Paul Dimarco: Yes, that’s a reasonable number. I think we’ve said before about $150 million is the expectation on the finance leases for the full year.
Marc Bianchi: Super. Thank you so much. I’ll turn it back.
Paul Dimarco: Thanks.
Operator: Next question will come from Avi Jaroslawicz with UBS. Please go ahead.
Avi Jaroslawicz: Hey, good morning, everyone. Avi on for Steve Fisher. Just when we – good morning, so when we think of the near-term potential for Power Delivery, you got the margins going to double-digit to low teens. Just how much of that margin expansion would be from absorption at higher revenue levels versus some of the project mix you were talking about versus other operational improvements?
Jose Mas: Well I think it’s all of it. When we – one of the points that we talked about earlier was margin dispersion, especially amongst that business because we’ve made a lot of acquisitions, right? I think it’s much tighter than it’s ever been since we’ve acquired those businesses. But – and I think it’s different, right? We don’t necessarily operate as different units. We’ve tried to create geographical clusters where we can operate under one entity. But we still see a wide range of margins. And while that may not seem overly positive at first, we think that that actually shows the opportunities for improvement in the business. So while margins aren’t as dispersed, they still run anywhere on the low end from six to 12.
And what that tells us is there’s tremendous opportunities to continue to fix a number of those areas that need improvement. So I do think a portion of that comes from improvements in underperforming markets to this day. Again, although, we’re really satisfied with the progress that we’ve made. And I think that’s only added by the change of project mix and the ability to grow revenues and absorb some of your fixed costs faster. So I think it’s a combination of all. I don’t think we only need to rely on new projects for margin expansion. I think there’s margin expansion available to us both within our base business and then obviously with some of the newer opportunities.
Avi Jaroslawicz: Okay.

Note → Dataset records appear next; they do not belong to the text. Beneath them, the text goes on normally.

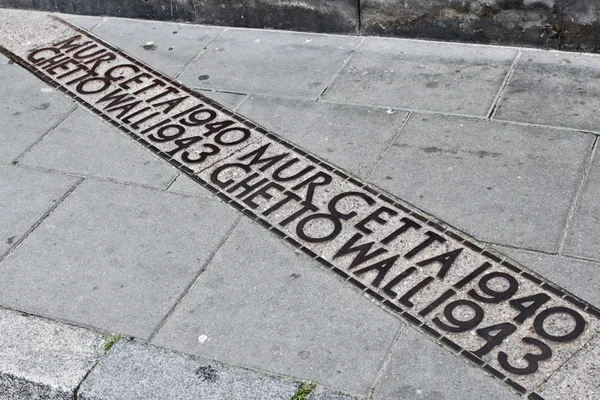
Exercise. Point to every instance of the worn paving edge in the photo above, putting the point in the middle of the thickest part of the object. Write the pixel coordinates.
(49, 360)
(515, 325)
(43, 359)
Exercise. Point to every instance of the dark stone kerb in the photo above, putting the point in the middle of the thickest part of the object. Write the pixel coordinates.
(559, 24)
(562, 24)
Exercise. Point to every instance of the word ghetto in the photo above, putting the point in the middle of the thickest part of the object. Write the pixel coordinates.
(515, 325)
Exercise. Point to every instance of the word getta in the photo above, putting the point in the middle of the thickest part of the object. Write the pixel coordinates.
(516, 326)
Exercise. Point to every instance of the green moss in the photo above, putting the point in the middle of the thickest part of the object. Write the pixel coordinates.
(305, 389)
(110, 341)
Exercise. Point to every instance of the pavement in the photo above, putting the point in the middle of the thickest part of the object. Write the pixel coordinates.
(475, 166)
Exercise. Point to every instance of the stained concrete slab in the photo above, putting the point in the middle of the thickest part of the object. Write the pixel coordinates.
(421, 369)
(82, 21)
(83, 144)
(554, 88)
(184, 184)
(229, 100)
(134, 370)
(25, 197)
(109, 257)
(329, 394)
(501, 183)
(583, 238)
(167, 47)
(444, 77)
(260, 304)
(42, 359)
(581, 278)
(271, 63)
(579, 377)
(351, 137)
(32, 109)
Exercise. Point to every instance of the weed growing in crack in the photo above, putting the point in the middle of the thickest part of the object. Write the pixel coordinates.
(304, 390)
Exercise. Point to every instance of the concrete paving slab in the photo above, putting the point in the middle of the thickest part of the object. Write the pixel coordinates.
(582, 278)
(42, 359)
(25, 197)
(133, 370)
(29, 109)
(184, 184)
(280, 313)
(82, 21)
(85, 145)
(554, 88)
(408, 74)
(229, 100)
(346, 206)
(420, 369)
(502, 183)
(167, 47)
(110, 260)
(272, 63)
(351, 137)
(583, 237)
(568, 382)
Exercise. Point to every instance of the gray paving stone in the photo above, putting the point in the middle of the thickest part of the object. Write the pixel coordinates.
(229, 100)
(554, 88)
(83, 144)
(581, 278)
(133, 370)
(186, 185)
(28, 109)
(420, 369)
(42, 359)
(272, 63)
(25, 196)
(349, 136)
(501, 183)
(409, 74)
(167, 47)
(578, 379)
(115, 257)
(260, 304)
(82, 21)
(583, 238)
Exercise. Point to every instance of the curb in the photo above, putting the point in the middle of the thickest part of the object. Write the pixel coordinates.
(50, 360)
(557, 24)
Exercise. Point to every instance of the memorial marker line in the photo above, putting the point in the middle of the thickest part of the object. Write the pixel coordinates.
(473, 301)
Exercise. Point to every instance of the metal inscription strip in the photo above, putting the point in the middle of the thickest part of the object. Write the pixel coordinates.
(516, 326)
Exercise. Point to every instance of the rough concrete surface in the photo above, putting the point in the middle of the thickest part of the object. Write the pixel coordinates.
(180, 271)
(135, 371)
(564, 24)
(42, 359)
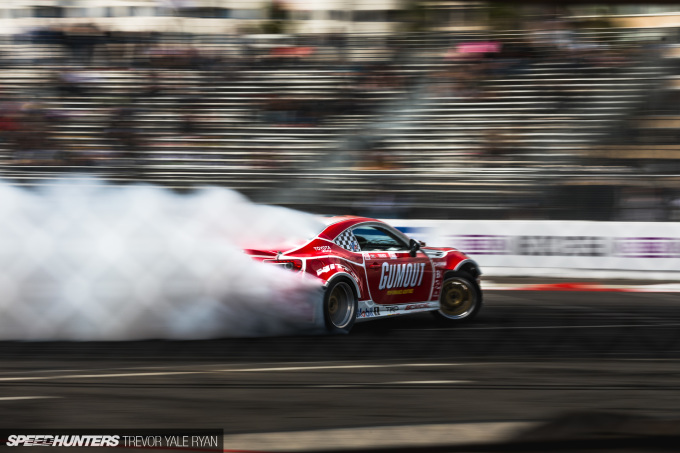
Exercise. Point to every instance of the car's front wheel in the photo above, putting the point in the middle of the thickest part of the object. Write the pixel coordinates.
(340, 307)
(460, 300)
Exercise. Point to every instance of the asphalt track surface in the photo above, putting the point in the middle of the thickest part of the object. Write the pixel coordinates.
(581, 359)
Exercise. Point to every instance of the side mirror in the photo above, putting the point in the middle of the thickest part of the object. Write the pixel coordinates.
(413, 246)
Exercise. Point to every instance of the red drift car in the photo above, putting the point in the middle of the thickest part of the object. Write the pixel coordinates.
(370, 270)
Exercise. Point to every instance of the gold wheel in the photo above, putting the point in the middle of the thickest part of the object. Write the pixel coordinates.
(459, 298)
(340, 310)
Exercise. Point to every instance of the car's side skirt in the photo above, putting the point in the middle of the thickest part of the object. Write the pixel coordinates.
(370, 310)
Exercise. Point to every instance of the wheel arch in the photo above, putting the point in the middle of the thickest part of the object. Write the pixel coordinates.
(344, 276)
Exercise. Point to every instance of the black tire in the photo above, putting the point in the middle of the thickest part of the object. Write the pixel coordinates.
(340, 306)
(460, 300)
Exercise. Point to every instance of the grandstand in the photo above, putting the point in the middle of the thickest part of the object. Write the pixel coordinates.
(399, 126)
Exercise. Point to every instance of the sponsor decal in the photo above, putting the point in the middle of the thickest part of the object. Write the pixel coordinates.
(378, 256)
(369, 312)
(647, 247)
(397, 292)
(416, 306)
(401, 275)
(329, 268)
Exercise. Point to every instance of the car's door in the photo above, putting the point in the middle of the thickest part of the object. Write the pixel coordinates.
(393, 275)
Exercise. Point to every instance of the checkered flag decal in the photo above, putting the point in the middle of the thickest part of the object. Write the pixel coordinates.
(347, 241)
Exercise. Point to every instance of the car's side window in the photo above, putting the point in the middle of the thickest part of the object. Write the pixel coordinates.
(378, 239)
(347, 241)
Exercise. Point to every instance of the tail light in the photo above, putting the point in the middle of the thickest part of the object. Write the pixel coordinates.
(292, 265)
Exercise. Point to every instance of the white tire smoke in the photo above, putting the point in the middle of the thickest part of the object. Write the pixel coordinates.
(86, 261)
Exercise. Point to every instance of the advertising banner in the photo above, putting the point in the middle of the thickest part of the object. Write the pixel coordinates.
(630, 246)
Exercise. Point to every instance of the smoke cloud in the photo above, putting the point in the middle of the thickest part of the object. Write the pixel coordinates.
(87, 261)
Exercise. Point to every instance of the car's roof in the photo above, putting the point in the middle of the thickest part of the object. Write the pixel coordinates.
(337, 224)
(348, 219)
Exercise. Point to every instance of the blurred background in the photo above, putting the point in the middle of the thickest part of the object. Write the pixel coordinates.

Appreciate that. And then in terms of the near-term potential for the Oil and Gas segment, so you mentioned some of the fuels and carbon capture opportunities as being catalysts. So wondering if you could talk about what you’re seeing in that part of the market? What would the scale of some of the projects that you’re maybe starting to see the time line, who’s developing these projects? Just any kind of color you might have.
Jose Mas: Well, I think there’s a lot of activity on multiple fronts. I still think we’re hopeful, that we start seeing those projects in 2024 and activity starts in 2024. We’ve been in very prolonged discussions with a number of players. We’re — one of our hesitations and talking about it a lot more publicly is just, having strong assurances of when those projects will start. But I think over the coming quarters you’re going to hear us talk a lot more about that.
Avi Jaroslawicz: Understood. Thank you.
Jose Mas: Thanks.
Operator: Our last question will come from Sean Eastman with KeyBanc. Please go ahead.
Sean Eastman: Hi guys. Thanks for fitting me in here. I just wanted to come back to the Communications outlook. Maybe just through the lens of the bridge to the $4 billion kind of near-term potential, just so I understand it is the message that it’s really largely the rural broadband opportunity that bridges us to that number, or help me understand exactly what you guys are trying to communicate there?